İmmünoterapi, kanser tedavisinde bir ilerlemeyi temsil ediyor
İmmünoterapi, kanser tedavisinde bir ilerlemeyi temsil ediyor
Bağışıklık sistemimizin tek bir amacı vardır: hastalıklara karşı korunmak. Bununla birlikte, bazı kanser türleri bağışıklık sistemlerimizi bunaltabilir ve kanser hücreleri, vücudumuzun tüm çabalarına rağmen çoğalabilir. Neyse ki araştırmacılar, sessiz bir bağışıklık sisteminin kanserle savaşmasına yardımcı olabilecek, immünoterapi adı verilen yeni bir ilaç sınıfı geliştirdiler.
İmmünoterapi, Science dergisinde 2013’ün en büyük bilimsel atılımı olarak yer aldı. Editörler, artan sayıda hasta başarı öyküsü ile “bağışıklık sistemini tümörlere karşı serbest bırakmak için gecikmiş çabaların meyvesini verdiği” bir devrilme noktasındayız. . İmmünoterapi ilaçları, bağışıklık sisteminin belirli kısımlarını uyararak veya bağışıklık tepkisini bloke eden kanser hücrelerinden gelen sinyalleri nötralize ederek çalışır.
Kanseri tedavi etmek için bağışıklık sistemlerimizi kullanma fikri, 19. yüzyılın sonlarına, New Yorklu bir cerrah olan Dr. William Cooley’in, bazı kanser hastalarının tümörlerinin, hasta ameliyattan sonra bir enfeksiyon geliştirirse küçüldüğünü keşfettiğine kadar uzanır. Cooley, bir bağışıklık tepkisini uyarmak için ateşi tetikleyen bir yöntem geliştirdi, ancak radyoterapiye başladığında bu yaklaşımı terk edildi.
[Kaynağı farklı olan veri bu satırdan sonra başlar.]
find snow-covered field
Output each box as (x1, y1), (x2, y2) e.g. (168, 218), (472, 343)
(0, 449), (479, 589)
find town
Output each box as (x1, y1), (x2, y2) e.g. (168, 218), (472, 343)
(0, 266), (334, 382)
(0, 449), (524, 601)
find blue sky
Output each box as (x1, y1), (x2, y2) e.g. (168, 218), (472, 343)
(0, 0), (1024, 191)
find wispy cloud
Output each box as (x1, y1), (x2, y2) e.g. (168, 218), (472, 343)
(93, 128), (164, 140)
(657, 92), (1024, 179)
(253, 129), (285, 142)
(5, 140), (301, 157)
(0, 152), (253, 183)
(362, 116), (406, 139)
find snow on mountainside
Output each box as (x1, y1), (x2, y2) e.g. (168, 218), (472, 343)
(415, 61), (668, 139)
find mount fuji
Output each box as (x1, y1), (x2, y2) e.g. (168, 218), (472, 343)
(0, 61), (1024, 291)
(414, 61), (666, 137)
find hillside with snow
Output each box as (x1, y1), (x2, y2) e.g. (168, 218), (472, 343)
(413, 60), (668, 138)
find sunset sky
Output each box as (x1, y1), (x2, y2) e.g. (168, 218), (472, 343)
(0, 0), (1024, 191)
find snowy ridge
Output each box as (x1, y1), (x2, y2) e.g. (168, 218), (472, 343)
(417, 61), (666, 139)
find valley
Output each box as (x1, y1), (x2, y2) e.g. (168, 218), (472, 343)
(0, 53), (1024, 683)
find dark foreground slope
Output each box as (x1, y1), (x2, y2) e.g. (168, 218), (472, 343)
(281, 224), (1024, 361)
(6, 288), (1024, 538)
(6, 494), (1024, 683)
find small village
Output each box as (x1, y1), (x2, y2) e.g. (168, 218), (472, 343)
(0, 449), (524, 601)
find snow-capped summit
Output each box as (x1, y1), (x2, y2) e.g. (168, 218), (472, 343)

İmmünoterapi üzerine yapılan araştırmalar, yirminci yüzyılın ortalarından sonlarına doğru önemli ölçüde arttı. Yüzlerce klinik deneyden ve laboratuvarda geçirilen uzun saatler sonrasında, araştırmacılar immünoterapinin işe yaramasını sağlayacak mekanizmaları belirlemeye başlıyorlar. En büyük keşiflerden biri, T hücrelerindeki belirli moleküllerin kanser hücreleriyle karşılaştıklarında kapatıldığının bulunmasıydı. Araştırmacılar, bu moleküllerin durmasını önlemek ve bağışıklık sistemini çalışır durumda tutmak için ilaçlar geliştirdiler.
2011 yılında, Gıda ve İlaç İdaresi, ileri ve metastatik melanom için ilk “kontrol noktası inhibitörü” immünoterapi ilacı ipilimumab’ı (Yervoy®) onayladı. Diğer ilaçlar da benzer şekilde çalışır, ancak farklı molekülleri hedeflerler. Pembrolizumab (Keytruda®), T hücrelerinde bulunan programlanmış ölüm proteini 1’i (PD-1) hedefler ve yakın zamanda ABD Gıda ve İlaç Dairesi tarafından ileri melanom tedavisi için onaylanmıştır ve diğer kanser türlerinde çalışılmaktadır. Nivolumab (Opdivo®), cilt kanseri olan bazı hastaların yanı sıra böbrek kanseri ve küçük hücreli dışı akciğer kanseri olan hastalarda etkilidir.
Kontrol noktası inhibitörleri, aşağıdakileri de içeren geniş bir immünoterapi sınıfında yalnızca bir tür ilaçtır:
Kanser aşıları: Kanseri önlemeye veya tedavi etmeye yardımcı olmak için kullanılan aşılar, belirli hastalıklara karşı bağışıklık tepkisini harekete geçiren maddeler enjekte edilir. Sipuleucel-T (Provenge®), kanser tedavisi için, özellikle hormon tedavisine yanıt vermeyi bırakan ilerlemiş prostat kanseri için FDA onaylı tek aşıdır. Gardasil®, Gardasil 9® ve Cervarix® rahim ağzı kanserine karşı koruyucu aşılardır.
Sitokinler: Bu proteinler vücudumuzda doğal olarak az miktarda bulunur ve bağışıklık sistemine sinyal göndermek için haberciler görevi görür. Örneğin, interlökin-2 olarak bilinen bir sitokin, Desleukin® (Proleukin®) ilacı aracılığıyla vücudumuzun üretebileceğinden çok daha fazla miktarda bulunur. İlaç, vücudun kanseri öldüren süper şarjlı bağışıklık hücreleri yapmasına yardımcı olur. Aldeslösin, metastatik böbrek kanseri ve metastatik melanomlu hastalar için FDA onaylıdır.
Hassas tıp hakkında daha fazla bilgi edinin.